Under the "three-pronged" deal to fix the eurozone's debt crisis, which was clinched after marathon talks in Brussels, European banks will be required to raise about 106bn euros in new capital by June 2012.
It is hoped that this would help shield them against losses resulting from any government defaults and protect larger economies - like Italy and Spain - from the market turmoil.
With the majority of their assets in the hands of eurozone member states, however, eastern European countries are wary that the bank recapitalization will give the green light to draining egional subsidiaries of money, putting their economies at risk.
"This will definitely have an impact," Christian Keller, an emerging-markets economist at Barclays Capital in London, told Bloomberg agency in a telephone interview.
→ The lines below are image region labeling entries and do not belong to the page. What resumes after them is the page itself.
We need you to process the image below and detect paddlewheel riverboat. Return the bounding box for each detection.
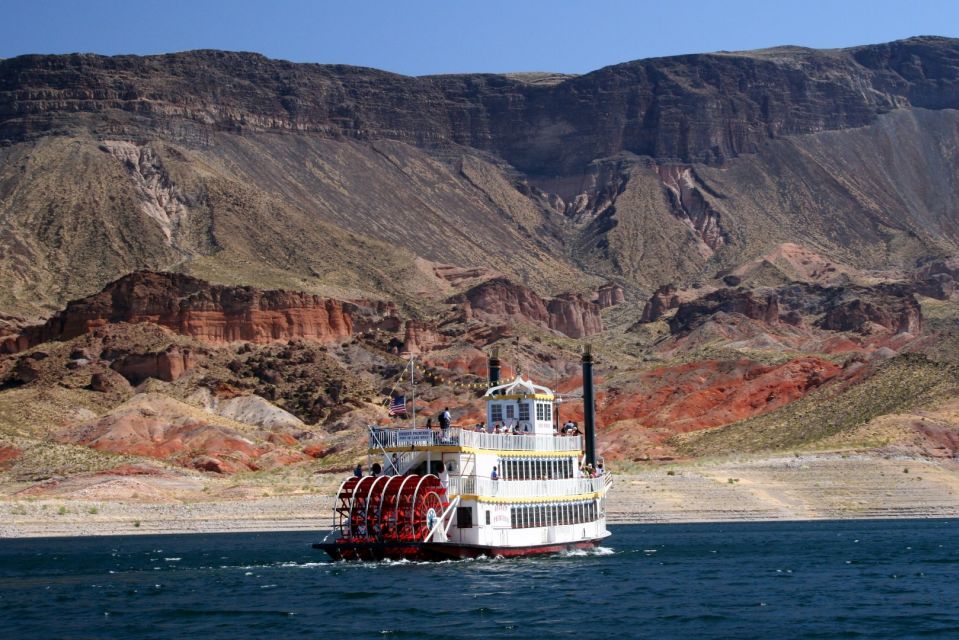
[314,348,613,560]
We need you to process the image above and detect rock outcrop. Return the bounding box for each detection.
[593,282,626,309]
[59,394,307,473]
[668,283,922,335]
[819,296,922,335]
[104,346,196,385]
[0,37,959,170]
[669,289,779,334]
[639,284,679,323]
[601,357,842,433]
[449,278,603,338]
[0,271,361,352]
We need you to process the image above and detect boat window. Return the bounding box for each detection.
[519,402,529,422]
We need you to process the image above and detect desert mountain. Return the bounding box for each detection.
[0,37,959,478]
[0,37,959,318]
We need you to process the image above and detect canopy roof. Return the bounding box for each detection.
[483,375,553,398]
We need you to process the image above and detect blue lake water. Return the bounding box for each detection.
[0,520,959,640]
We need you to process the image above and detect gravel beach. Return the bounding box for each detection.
[0,454,959,539]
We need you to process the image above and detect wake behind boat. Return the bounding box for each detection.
[313,347,613,560]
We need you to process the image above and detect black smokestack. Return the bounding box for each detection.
[583,344,596,468]
[487,347,499,387]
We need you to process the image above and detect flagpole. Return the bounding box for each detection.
[410,353,416,429]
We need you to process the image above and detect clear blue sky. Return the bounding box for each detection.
[0,0,959,75]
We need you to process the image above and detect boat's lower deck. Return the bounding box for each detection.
[313,538,602,561]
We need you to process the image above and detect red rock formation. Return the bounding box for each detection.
[639,284,679,323]
[110,346,196,384]
[0,271,377,353]
[402,320,443,353]
[593,282,626,309]
[58,395,306,473]
[669,289,779,334]
[819,296,922,335]
[600,357,842,432]
[449,278,603,338]
[0,445,22,469]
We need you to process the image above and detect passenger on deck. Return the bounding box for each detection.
[439,464,450,489]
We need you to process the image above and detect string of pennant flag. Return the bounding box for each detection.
[385,361,520,404]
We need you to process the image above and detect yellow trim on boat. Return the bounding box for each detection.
[367,444,583,458]
[458,493,603,504]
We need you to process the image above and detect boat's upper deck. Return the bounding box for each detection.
[369,427,583,454]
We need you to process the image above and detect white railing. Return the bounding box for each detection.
[369,427,583,451]
[449,476,606,498]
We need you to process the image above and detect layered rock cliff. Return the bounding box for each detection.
[3,271,361,350]
[0,38,959,170]
[449,278,603,338]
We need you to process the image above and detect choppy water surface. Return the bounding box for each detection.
[0,520,959,640]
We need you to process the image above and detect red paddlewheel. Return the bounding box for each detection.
[413,491,443,540]
[333,475,447,542]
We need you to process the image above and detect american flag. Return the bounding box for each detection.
[390,396,406,416]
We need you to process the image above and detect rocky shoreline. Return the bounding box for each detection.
[0,454,959,539]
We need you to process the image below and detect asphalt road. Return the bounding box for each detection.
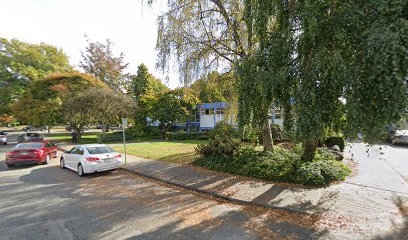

"If you have a banking system that is intrinsically linked to western European banks and western European banks deleverage, you realize that growth in that region will no longer be as it was before."
Western banks will examine "every part of their balance sheet" and may be more willing to sell subsidiaries than before and more reluctant to roll over financing when it matures, Keller said.
"We agree with the Romanian president's message that any recapitalization has to benefit the group as a whole," Jeromin Zettelmeyer, deputy chief economist with the European Bank for Reconstruction and Development (EBRD) told EUobserver.
In the event of debt restructuring, Greek banks "will require a significant recapitalization", with the London-based EBRD seeing two scenarios:
One where everything goes well and subsidiaries can go on without "being cut off from parent banks" and one when restructuring "is not handled perfectly" and national governments in Bulgaria, Romania and Serbia will have to intervene to prop the subsidiaries.
Zettlemeyer said governments in eastern Europe have "contingency plans" ready and that the International Monetary Fund would back such an action with financial support.
That, however, would increase the countries' foreign debt and widen the budget deficit governments are currently struggling to keep under control, EUobserver commented.